A contractually agreed extension is planned for the Rhine Valley railway between Karlsruhe and Basel. The upgrade to four-track traffic, 740 metres of train length, and 2000 tonnes train weight is intended to significantly increase the line capacity and performance. However, due to the complexity of the project, completion of the work is not expected before 2040-2045. By then, workable alternative solutions must be in place to help operate the capacity-constrained railway and prevent shippers from switching to other modes of transport and supply, especially back to road transport.

The Swiss railway companies, which include VAP, BLS Cargo AG, Hupac Group, and SBB Cargo International, have presented four measures to decongest the Rhine-Alpine corridor. The main focus is on the railway line on the left bank of the Rhine via France, which is an ideal complement and alternative to the Rhine Valley railway on the right bank via Germany.

Measure No. 1 – Modernization of the north-south axis on the left bank of the Rhine

The railway companies propose an accelerated modernization of the north-south axis on the left bank of the Rhine. With relatively little funding, the additional capacity of 60 freight trains per day is considered essential for the growth of the new rail link across the Alps (NRLA) can be achieved within a few years. “The Swiss authorities should now press ahead with negotiations with neighbouring countries to achieve electrification and upgrading of the Wörth-Strasbourg line as an alternative route as soon as possible,” commented Hupac in a press release.

Measure No. 2 - Internationally coordinated train path management

The second measure discussed by the companies is that there should be internationally coordinated train path management on the left bank of the Rhine. The infrastructure managers involved in Germany, France, and Switzerland should draw up a common catalog of through train routes so that as many freight trains as possible can pass through this bottleneck in a stable and smooth manner". One simple solution to increase capacity could be to lift restrictions on night rail traffic. Other temporary solutions could be to simplify German-French communication by using language applications or bilingual staff in infrastructure control centers.

Measure No. 3 - Rail freight traffic to operate without interruptions on the main routes

Under the third measure, rail freight traffic shall be operated without interruption on the main international routes. It is necessary to ensure that there are no open construction sites, that the facilities are trouble-free, and that the necessary f equipment (overhead line, train length, storage areas, etc.) is available for all trains using the alternate routes.

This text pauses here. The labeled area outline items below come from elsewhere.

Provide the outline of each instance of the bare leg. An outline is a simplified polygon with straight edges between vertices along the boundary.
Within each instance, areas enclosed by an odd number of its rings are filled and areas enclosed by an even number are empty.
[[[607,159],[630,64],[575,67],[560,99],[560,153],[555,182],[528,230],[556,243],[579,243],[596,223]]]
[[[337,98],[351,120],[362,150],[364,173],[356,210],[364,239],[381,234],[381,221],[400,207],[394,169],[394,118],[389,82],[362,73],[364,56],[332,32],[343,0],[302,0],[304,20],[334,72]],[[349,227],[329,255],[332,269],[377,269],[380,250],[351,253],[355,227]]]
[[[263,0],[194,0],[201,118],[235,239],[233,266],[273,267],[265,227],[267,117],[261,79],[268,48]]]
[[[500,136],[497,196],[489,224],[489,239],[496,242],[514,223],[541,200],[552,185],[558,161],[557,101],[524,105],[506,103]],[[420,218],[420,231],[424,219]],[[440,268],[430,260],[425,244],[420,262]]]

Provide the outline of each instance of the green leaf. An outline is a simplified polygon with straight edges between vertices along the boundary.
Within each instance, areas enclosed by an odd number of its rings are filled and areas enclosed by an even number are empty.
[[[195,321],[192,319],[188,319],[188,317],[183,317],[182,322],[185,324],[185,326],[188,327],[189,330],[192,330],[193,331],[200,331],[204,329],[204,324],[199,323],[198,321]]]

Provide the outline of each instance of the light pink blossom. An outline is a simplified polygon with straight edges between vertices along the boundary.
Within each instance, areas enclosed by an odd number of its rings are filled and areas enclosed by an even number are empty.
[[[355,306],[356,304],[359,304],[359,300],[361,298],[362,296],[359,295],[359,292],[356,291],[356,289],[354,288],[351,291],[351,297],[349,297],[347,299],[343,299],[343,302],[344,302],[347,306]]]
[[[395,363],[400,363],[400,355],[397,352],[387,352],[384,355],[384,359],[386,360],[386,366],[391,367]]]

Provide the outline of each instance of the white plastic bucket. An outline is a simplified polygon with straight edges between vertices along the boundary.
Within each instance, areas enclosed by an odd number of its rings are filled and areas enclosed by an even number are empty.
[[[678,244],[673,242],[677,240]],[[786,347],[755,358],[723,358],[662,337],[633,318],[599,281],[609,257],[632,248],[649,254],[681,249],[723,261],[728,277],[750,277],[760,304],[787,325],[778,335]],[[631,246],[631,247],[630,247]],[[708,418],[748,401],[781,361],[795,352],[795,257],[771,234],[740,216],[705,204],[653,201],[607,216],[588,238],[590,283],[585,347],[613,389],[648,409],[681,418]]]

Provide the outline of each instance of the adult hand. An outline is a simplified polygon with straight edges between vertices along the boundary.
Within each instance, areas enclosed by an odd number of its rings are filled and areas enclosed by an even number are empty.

Measure No. 3 - International working body of the infrastructure managers

The fourth and last measure relies on international cooperation between the infrastructure managers involved with the corridor. “We propose the establishment of an international working body of the infrastructure managers of the corridor with the involvement of the transport ministries. The aim is an active coordination of the requirements of the infrastructure extension on the one hand and a marketable transport offer on the other. As a central transit country in the Rhine-Alpine corridor, Switzerland is predestined to play a driving role in the implementation of the aforementioned measures,” added Hupac.